You can't reliably do this with approximate numbers:
In[1]:= x = 0.2
Out[1]= 0.2
In[2]:= y = 1 - 0.8
Out[2]= 0.2
x and y are apparently equal and:
In[3]:= x == y
Out[3]= True
appears to confirm this. However:
In[4]:= x-y == 0
Out[4]= False
In fact, because of rounding error:
In[5]:= x-y
-17
Out[5]= 5.55112 10
The equality test with "x == y" yields "True" because "==" allows for
some rounding error.
Your "imat" turned out to be exactly singular when reduced. However,
"newmat" did not. In general, you should not count on singularity of
approximate matrices: your result will depend on rounding error and the
order in which the reduction is computed.

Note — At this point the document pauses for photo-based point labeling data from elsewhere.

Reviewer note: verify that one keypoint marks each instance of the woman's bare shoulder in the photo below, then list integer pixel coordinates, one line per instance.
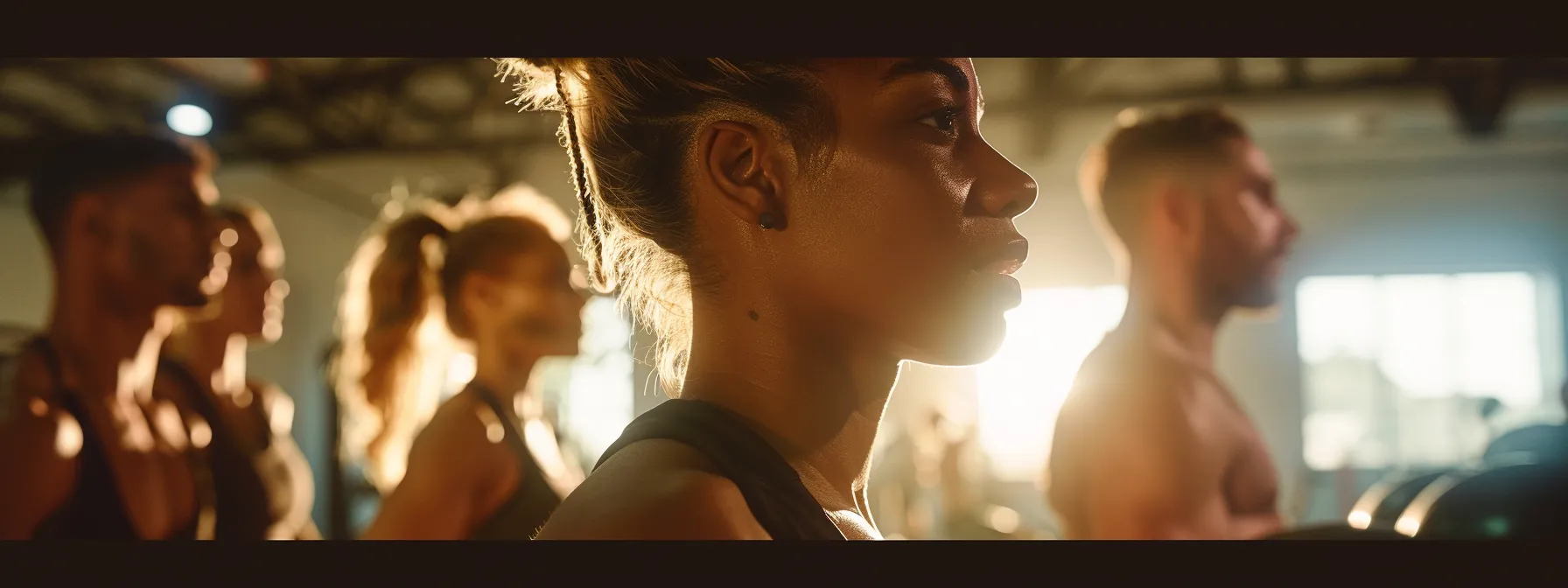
(654, 490)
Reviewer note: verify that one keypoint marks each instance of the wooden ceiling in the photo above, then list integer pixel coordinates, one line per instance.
(300, 108)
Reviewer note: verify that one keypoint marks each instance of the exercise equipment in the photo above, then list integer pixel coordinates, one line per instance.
(1506, 502)
(1380, 505)
(1336, 532)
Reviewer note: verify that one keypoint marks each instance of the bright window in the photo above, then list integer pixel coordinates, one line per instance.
(1025, 384)
(1396, 368)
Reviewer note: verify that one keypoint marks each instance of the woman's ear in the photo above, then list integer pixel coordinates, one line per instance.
(740, 170)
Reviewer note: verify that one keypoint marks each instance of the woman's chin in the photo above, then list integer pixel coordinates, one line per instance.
(974, 344)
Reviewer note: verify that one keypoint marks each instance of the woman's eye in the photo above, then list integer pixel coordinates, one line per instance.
(944, 120)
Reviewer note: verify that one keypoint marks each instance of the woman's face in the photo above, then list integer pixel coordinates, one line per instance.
(530, 306)
(253, 295)
(904, 239)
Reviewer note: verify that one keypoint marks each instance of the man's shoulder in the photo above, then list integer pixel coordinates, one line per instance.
(1132, 364)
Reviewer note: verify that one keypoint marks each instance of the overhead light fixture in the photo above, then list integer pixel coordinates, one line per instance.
(190, 120)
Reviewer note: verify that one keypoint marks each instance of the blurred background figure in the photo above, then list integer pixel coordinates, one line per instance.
(1152, 444)
(261, 477)
(1545, 443)
(493, 278)
(87, 451)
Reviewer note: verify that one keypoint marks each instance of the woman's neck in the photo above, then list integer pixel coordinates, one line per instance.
(817, 400)
(215, 356)
(502, 375)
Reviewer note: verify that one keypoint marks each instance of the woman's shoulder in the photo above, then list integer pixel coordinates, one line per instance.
(655, 490)
(276, 405)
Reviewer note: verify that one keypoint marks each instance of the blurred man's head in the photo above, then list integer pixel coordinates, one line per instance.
(132, 212)
(1192, 188)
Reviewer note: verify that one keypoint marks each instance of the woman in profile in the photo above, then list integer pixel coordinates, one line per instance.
(488, 276)
(792, 229)
(261, 477)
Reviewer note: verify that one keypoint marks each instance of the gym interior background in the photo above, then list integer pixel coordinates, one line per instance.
(1432, 193)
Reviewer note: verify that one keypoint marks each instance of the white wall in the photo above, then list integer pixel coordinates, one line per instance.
(1410, 200)
(1413, 196)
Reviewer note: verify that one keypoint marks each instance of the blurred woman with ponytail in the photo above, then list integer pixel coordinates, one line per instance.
(490, 278)
(262, 482)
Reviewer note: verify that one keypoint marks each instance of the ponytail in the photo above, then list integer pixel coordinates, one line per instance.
(391, 295)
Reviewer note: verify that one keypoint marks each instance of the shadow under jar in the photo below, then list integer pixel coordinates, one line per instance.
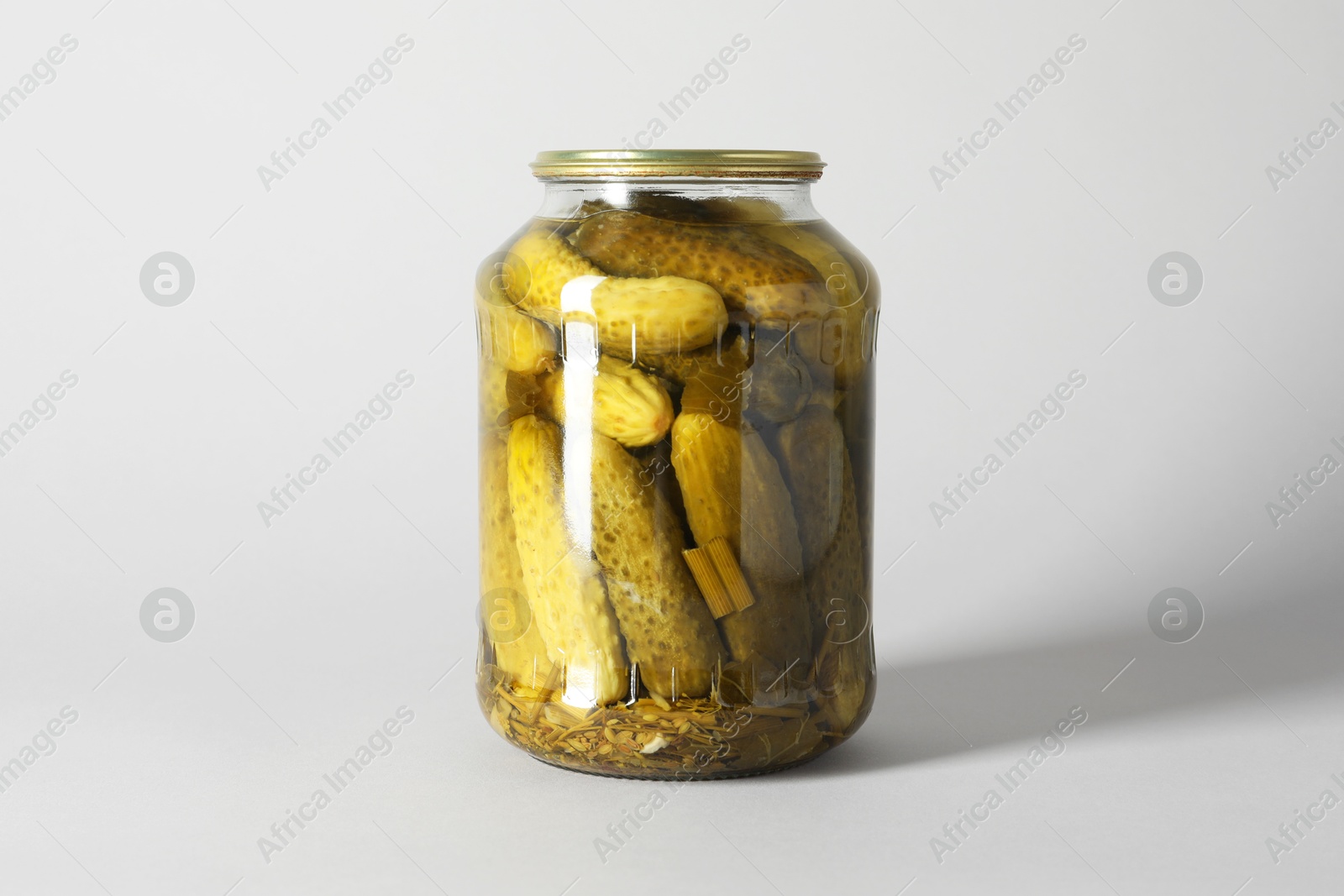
(676, 419)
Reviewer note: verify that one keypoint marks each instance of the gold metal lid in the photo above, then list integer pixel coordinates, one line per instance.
(679, 163)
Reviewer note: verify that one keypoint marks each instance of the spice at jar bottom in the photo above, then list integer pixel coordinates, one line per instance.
(676, 416)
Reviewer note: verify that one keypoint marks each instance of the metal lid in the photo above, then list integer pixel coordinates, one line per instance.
(678, 163)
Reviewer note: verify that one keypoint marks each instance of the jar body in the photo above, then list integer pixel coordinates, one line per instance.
(676, 392)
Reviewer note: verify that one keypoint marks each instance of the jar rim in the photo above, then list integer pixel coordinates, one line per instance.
(776, 164)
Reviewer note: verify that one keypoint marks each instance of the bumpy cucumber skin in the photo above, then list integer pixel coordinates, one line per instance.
(837, 345)
(732, 490)
(523, 658)
(628, 405)
(752, 273)
(564, 587)
(816, 466)
(667, 626)
(514, 340)
(633, 316)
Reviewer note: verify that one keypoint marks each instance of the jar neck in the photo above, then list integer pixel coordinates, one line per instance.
(754, 201)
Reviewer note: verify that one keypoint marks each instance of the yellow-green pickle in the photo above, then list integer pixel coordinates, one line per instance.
(676, 398)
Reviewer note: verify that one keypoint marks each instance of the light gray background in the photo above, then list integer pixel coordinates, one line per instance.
(312, 296)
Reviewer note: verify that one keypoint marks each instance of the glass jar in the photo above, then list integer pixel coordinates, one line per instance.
(676, 391)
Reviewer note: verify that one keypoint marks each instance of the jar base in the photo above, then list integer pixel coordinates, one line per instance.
(719, 774)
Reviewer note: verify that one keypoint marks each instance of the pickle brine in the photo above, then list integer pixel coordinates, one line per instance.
(675, 461)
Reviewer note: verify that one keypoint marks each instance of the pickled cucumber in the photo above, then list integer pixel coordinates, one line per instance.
(839, 340)
(752, 273)
(515, 638)
(514, 340)
(628, 405)
(816, 468)
(675, 382)
(669, 631)
(564, 587)
(633, 316)
(732, 490)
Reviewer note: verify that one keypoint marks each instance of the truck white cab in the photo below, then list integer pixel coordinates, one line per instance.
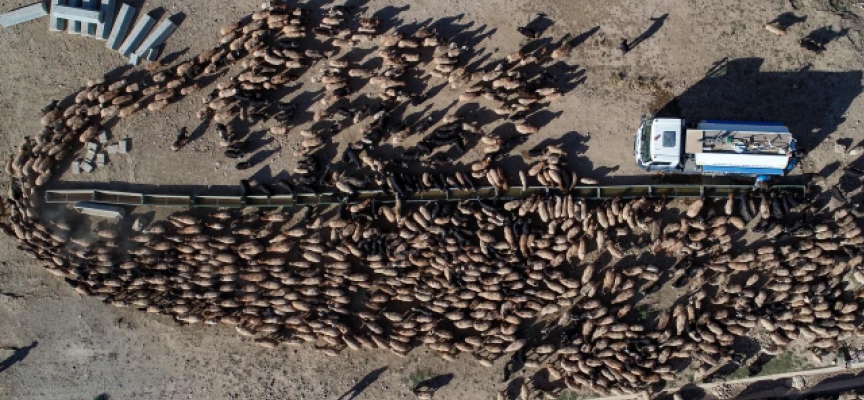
(715, 147)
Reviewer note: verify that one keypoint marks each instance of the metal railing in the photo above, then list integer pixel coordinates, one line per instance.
(331, 198)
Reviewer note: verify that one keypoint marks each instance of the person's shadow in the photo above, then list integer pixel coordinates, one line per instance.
(658, 23)
(19, 354)
(359, 387)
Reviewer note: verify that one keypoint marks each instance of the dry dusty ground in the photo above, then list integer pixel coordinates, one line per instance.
(86, 348)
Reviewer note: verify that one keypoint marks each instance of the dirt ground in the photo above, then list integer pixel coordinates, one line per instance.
(712, 57)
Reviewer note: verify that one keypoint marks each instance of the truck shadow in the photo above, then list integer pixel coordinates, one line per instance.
(811, 103)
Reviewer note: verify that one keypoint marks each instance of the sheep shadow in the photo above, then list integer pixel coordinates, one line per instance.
(737, 90)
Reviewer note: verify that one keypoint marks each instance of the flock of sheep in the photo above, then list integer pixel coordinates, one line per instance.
(465, 279)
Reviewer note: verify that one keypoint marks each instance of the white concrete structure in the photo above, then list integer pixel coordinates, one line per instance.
(77, 15)
(71, 26)
(89, 29)
(56, 23)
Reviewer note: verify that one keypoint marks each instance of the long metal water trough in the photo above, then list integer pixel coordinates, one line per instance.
(330, 198)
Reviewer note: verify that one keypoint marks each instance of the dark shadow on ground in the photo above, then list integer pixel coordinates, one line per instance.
(653, 29)
(18, 355)
(364, 383)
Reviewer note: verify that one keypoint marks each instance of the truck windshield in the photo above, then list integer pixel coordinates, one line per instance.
(645, 150)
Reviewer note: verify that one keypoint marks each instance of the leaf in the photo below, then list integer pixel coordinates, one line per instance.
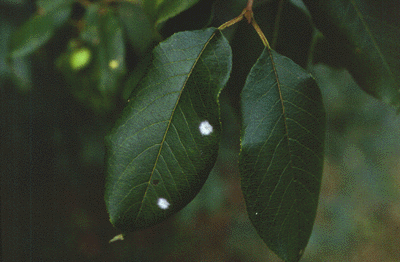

This is not a particular difficulty with Mathematica: it is a problem
that any approximate calculation can encounter. Mathematica, however,
offers a way around it. If you replace your approximate numbers with
exact numbers (e.g. 1/5 in place of 0.2), you will get the result you want.
--
| John Doty "You can't confuse me, that's my job."
| Home: jpd at w-d.org
| Work: jpd at space.mit.edu